Dismiss Notice
Join Physics Forums Today!
The friendliest, high quality science and math community on the planet! Everyone who loves science is here!

Measurement and Statistics

  1. Jan 19, 2016 #1
    Hello Forum,

    I am taking a lab and we are learning about measurement and uncertainty. Suppose we have to measure the length L of an object. Once the data has been collected we can calculate the mean (average) and the standard deviation s. The resulting measurement would be expressed as [ mean +- s/sqrt(N)] unit where N is the number of collected measurements.

    In statistics, there is the practice to collect multiple samples and obtain statistics from the sampling distribution. But this approach does not seem to apply in in the context of measuring a physical variable. Why?
    Would it be better, from a statistical standpoint, to collect a single sample of N=100 measurements or M=10 samples each containing N=10 measurements? On both cases the total number of measurements is 100...

    Thanks,
    fog37
     
  2. jcsd
  3. Jan 20, 2016 #2

    jambaugh

    User Avatar
    Science Advisor
    Gold Member

    I'm not 100% sure I understand what you're asking but here goes...
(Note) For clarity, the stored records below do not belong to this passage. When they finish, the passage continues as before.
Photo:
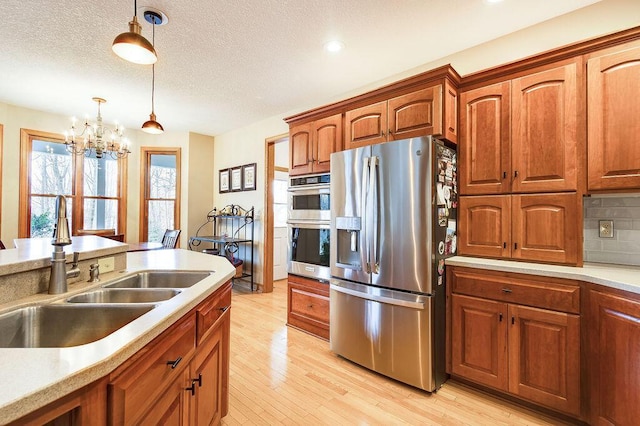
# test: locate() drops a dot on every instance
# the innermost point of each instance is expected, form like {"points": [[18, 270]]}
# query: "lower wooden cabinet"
{"points": [[614, 358], [308, 305], [181, 377], [528, 351]]}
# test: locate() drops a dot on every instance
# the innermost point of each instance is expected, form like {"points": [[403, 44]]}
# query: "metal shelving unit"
{"points": [[233, 228]]}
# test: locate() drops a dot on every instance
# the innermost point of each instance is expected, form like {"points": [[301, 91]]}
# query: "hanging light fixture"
{"points": [[97, 138], [132, 46], [151, 125]]}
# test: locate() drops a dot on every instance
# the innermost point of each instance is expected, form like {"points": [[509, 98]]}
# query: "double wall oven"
{"points": [[309, 213]]}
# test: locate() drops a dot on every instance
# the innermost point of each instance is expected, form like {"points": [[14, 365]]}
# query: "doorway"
{"points": [[275, 160]]}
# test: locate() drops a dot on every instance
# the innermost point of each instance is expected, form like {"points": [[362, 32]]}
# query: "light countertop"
{"points": [[33, 377], [614, 276]]}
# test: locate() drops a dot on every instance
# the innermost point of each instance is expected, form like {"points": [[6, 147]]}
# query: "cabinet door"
{"points": [[485, 140], [613, 126], [614, 325], [416, 114], [327, 139], [300, 146], [172, 408], [544, 357], [366, 125], [485, 226], [207, 372], [546, 228], [479, 340], [545, 131]]}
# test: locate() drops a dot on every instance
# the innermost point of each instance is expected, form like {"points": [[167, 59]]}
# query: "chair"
{"points": [[170, 238]]}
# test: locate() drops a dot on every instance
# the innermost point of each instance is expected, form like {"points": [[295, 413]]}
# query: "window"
{"points": [[93, 187], [160, 206]]}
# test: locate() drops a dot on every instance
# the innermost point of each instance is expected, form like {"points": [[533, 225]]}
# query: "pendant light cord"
{"points": [[153, 67]]}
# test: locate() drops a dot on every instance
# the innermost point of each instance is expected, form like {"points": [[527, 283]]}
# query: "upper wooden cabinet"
{"points": [[311, 145], [418, 113], [534, 227], [522, 135], [421, 105], [485, 140], [613, 105]]}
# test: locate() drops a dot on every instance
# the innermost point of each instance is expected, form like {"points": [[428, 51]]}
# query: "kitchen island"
{"points": [[35, 377]]}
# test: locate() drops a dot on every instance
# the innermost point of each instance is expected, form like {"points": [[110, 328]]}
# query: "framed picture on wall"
{"points": [[236, 178], [224, 181], [249, 177]]}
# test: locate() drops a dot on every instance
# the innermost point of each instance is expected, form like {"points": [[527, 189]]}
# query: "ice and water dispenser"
{"points": [[348, 242]]}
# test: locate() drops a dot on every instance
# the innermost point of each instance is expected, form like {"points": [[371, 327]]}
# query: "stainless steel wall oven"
{"points": [[309, 226]]}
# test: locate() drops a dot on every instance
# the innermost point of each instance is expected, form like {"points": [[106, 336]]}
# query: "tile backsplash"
{"points": [[624, 247]]}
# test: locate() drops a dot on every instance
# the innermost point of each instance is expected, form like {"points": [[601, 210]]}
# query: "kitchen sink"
{"points": [[61, 326], [125, 295], [160, 279]]}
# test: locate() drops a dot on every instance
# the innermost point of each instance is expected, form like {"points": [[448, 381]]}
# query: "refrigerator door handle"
{"points": [[375, 207], [364, 253], [377, 298]]}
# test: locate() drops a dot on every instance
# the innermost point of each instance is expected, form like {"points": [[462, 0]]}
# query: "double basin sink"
{"points": [[90, 316]]}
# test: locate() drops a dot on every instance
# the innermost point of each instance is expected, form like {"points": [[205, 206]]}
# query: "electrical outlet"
{"points": [[107, 264], [606, 228]]}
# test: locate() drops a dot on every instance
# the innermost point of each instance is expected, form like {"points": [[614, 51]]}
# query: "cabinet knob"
{"points": [[175, 363]]}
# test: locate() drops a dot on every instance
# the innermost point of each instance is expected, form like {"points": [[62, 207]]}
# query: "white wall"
{"points": [[242, 146]]}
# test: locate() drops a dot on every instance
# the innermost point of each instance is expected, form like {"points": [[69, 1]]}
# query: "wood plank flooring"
{"points": [[282, 376]]}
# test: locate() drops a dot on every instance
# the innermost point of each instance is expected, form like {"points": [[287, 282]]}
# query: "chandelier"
{"points": [[96, 138]]}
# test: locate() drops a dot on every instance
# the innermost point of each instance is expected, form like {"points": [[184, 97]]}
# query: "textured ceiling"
{"points": [[228, 63]]}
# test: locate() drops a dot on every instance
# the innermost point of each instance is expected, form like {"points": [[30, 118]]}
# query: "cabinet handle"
{"points": [[192, 388], [175, 363], [199, 380]]}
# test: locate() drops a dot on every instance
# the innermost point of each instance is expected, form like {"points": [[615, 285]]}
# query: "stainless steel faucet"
{"points": [[61, 238]]}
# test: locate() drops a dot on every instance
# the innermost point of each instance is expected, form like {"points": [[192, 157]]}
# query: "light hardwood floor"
{"points": [[282, 376]]}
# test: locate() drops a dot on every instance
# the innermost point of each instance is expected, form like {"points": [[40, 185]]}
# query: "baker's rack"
{"points": [[233, 229]]}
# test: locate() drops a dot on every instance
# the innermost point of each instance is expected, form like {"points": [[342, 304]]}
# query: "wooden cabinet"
{"points": [[311, 145], [536, 227], [182, 376], [86, 406], [423, 112], [522, 135], [485, 140], [517, 335], [308, 305], [614, 332], [613, 108]]}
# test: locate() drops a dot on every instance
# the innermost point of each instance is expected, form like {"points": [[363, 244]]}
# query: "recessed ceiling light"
{"points": [[333, 46]]}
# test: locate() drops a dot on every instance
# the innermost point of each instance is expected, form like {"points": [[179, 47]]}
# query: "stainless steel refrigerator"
{"points": [[393, 222]]}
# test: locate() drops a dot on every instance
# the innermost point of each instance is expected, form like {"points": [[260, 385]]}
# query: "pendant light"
{"points": [[152, 126], [132, 46]]}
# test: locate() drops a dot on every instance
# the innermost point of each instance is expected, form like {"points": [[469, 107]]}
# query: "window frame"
{"points": [[145, 155], [77, 197]]}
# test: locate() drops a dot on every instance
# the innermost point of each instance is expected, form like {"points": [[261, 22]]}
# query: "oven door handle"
{"points": [[312, 224]]}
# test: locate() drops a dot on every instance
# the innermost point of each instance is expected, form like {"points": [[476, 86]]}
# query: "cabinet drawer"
{"points": [[141, 380], [211, 310], [310, 305], [540, 292]]}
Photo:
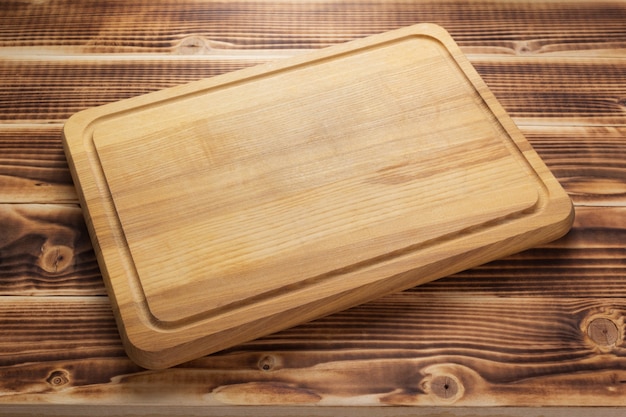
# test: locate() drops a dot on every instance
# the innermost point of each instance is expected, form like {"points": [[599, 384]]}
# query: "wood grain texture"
{"points": [[191, 27], [398, 350], [532, 90], [300, 188], [588, 160], [590, 259], [45, 250], [57, 58], [33, 167]]}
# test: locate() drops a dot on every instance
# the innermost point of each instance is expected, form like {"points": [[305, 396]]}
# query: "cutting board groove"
{"points": [[238, 205]]}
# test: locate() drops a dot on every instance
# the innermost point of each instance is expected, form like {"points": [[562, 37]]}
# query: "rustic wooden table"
{"points": [[544, 328]]}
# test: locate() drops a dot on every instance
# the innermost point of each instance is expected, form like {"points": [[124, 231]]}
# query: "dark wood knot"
{"points": [[58, 378], [267, 363], [603, 332], [445, 387], [55, 259]]}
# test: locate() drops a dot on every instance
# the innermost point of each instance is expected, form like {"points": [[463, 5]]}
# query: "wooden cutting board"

    In statistics it may be helpful to consider multiple samples to better understand the sampling distribution but as you say the N=100 once vs Ten cases of N=10 are equivalent amounts of data. The rule in statistics is that when we add independent random variables we add their variances (square of the standard deviation). Thus when we average (1/N*sum) we get for the composite standard deviation the [itex]S_{mean} = \frac{S}{\sqrt{N}}[/itex].

    Consider then your N=100 vs Ten N=10 cases. Assuming the sample standard deviations for each sample are about equal and close to the pop. stdev we would average the averages to get:
    [tex] S_{Mean} = \frac{ \frac{S}{ \sqrt{10}} }{\sqrt{10}} = \frac{S}{\sqrt{10}\cdot \sqrt{10}}= \frac{S}{\sqrt{100}}[/tex]
    so the standard deviation calculation is the same.
    [There's additional stat analysis we could do with the variations in the sample standard deviations but it should all balance out as your intuition would suggest since fundamentally what it's telling you is correct, this partitioning of the sample doesn't change the information it contains.]

    As you move deeper into the probability theory for the sampling distribution you'll note the Central Limit Theorem applies an you can describe the shape of the distribution for the sample mean you use for your measurement. (that it has the normal distribution with its bell shaped density curve).

    What may be confusing you is that to talk about the sampling distribution of your mean measurement, one must speak of how it behaves under many samplings. One is abstracting the random experiment of measuring the system one level higher to the random experiment of measuring N systems and calculating a mean value. To describe this second random experiment we need a (meta)sample i.e. many N-measurement samples. Once we consider this then we can describe the aggregate behavior of such samples and thus make definitive statements about the probability that your mean value deviates a certain amount from the actual physical value it seeks to measure.

    This is where the S/sqrt(N) formula comes from... in particular:
    [tex] \sigma_{\overline{X}} = \frac{1}{\sqrt{N}} \sigma_X[/tex]
    where [itex]\overline{X}[/itex] is the mean value of N independent random variables each with standard deviation [itex]\sigma_X[/itex].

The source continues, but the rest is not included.